I’ve wondered about this for years, here is a neat but to me unconvincing result:
Aggregate consumption growth risk explains why low interest rate currencies
do not appreciate as much as the interest rate differential and why high interest rate currencies do not depreciate as much as the interest rate differential. Domestic investors earn negative excess returns on low interest rate currency portfolios and positive excess returns on high interest rate currency portfolios. Because high interest rate currencies depreciate on average when domestic consumption growth is low and low interest rate currencies appreciate under the same conditions, low interest rate currencies provide domestic investors with a hedge against domestic aggregate consumption growth risk.

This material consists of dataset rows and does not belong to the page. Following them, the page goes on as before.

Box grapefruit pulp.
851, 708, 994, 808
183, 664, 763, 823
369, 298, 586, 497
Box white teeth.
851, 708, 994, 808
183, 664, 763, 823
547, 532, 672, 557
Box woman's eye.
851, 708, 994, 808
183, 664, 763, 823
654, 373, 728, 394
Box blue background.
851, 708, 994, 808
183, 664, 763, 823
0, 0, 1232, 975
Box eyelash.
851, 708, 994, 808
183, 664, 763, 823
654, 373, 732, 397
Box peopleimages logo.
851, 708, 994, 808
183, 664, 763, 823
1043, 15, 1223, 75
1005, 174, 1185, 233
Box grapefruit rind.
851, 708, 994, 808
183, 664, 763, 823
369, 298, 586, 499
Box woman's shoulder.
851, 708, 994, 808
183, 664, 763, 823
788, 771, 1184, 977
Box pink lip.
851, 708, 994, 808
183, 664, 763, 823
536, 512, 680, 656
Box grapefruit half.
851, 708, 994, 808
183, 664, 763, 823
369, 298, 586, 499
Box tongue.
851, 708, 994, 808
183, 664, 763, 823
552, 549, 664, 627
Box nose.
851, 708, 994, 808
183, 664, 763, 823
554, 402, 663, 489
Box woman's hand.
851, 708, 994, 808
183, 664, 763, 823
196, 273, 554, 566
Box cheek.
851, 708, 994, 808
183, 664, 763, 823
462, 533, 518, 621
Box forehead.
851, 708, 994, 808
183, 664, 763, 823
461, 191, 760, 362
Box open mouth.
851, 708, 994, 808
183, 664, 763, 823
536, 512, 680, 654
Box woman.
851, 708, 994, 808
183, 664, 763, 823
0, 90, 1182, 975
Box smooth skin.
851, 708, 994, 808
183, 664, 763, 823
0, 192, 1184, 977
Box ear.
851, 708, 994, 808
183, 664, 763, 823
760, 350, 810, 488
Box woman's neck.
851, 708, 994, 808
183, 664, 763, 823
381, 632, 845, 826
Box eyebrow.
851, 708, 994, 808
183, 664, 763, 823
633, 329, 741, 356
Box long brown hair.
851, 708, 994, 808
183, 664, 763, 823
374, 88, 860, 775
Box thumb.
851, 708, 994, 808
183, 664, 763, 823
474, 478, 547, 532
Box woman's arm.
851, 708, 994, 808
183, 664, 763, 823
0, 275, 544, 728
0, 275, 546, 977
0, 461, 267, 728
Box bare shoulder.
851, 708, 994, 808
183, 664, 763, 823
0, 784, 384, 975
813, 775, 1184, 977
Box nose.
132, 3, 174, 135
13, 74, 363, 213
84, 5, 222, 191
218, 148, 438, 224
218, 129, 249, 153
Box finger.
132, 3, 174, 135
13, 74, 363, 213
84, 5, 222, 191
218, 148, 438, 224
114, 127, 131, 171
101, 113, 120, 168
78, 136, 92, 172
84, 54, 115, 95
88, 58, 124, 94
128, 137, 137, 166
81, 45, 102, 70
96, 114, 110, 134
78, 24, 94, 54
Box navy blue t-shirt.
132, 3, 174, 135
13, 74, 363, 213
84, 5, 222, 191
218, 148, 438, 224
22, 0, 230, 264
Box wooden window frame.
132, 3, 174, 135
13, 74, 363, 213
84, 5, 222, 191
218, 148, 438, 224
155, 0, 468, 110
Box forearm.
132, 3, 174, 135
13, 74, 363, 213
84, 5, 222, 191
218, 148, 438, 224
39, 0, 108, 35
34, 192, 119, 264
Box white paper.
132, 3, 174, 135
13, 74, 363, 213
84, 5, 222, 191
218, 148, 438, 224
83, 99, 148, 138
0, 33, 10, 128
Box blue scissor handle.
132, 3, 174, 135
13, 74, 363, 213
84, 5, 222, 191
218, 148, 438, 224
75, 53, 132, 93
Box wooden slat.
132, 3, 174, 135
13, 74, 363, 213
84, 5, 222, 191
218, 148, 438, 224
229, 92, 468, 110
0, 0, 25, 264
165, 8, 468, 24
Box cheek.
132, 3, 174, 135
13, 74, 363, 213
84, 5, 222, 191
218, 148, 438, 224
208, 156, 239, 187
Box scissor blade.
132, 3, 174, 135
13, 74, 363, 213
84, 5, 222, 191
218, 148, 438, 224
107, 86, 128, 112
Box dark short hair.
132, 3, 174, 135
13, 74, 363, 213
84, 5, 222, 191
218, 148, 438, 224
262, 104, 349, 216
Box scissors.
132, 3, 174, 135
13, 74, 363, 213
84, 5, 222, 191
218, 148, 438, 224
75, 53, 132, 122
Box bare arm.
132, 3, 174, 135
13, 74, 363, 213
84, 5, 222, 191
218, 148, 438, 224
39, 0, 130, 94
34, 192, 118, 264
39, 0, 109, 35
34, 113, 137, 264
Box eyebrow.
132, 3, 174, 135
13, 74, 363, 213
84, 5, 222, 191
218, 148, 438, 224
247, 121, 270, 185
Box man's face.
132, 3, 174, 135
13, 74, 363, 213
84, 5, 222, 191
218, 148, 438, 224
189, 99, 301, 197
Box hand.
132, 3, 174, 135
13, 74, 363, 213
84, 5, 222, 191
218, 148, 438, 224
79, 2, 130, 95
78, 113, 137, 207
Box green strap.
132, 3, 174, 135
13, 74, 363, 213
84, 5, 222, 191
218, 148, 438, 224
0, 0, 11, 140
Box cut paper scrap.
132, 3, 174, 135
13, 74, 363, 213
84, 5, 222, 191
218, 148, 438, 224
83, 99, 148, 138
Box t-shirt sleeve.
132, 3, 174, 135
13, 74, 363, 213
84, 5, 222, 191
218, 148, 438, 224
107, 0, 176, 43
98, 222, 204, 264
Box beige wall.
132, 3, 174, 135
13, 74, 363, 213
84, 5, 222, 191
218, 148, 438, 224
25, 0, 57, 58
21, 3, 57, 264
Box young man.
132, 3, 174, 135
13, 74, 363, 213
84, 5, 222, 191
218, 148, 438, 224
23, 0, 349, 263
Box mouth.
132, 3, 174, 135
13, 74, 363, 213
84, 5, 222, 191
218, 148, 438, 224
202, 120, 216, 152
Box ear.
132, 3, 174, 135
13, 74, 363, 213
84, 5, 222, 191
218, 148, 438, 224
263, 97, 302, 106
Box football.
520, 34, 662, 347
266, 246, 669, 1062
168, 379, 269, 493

That is from The American Economic Review, March 2007. Here is an earlier version of the paper.
If you are investing lots of money in foreign currencies in the first place, how much consumption risk do you really face these days? (And does this mean that philosophical Stoics, who can make do with whatever, should load up on the Kiwi dollar?) I tend to think there are now enough marginal investors who are in any case set for life in terms of consumption risk or rather the lack thereof.
Simple home bias, and the fear of looking like a fool, may be better explanations for the persistence of high nominal interest rate currencies which do not on average depreciate very much. Yes it sounds a little lame to postulate those loose millions, but a) it’s only in expected value terms, and b) it is consistent with the fact that investors don’t optimally diversify across borders either.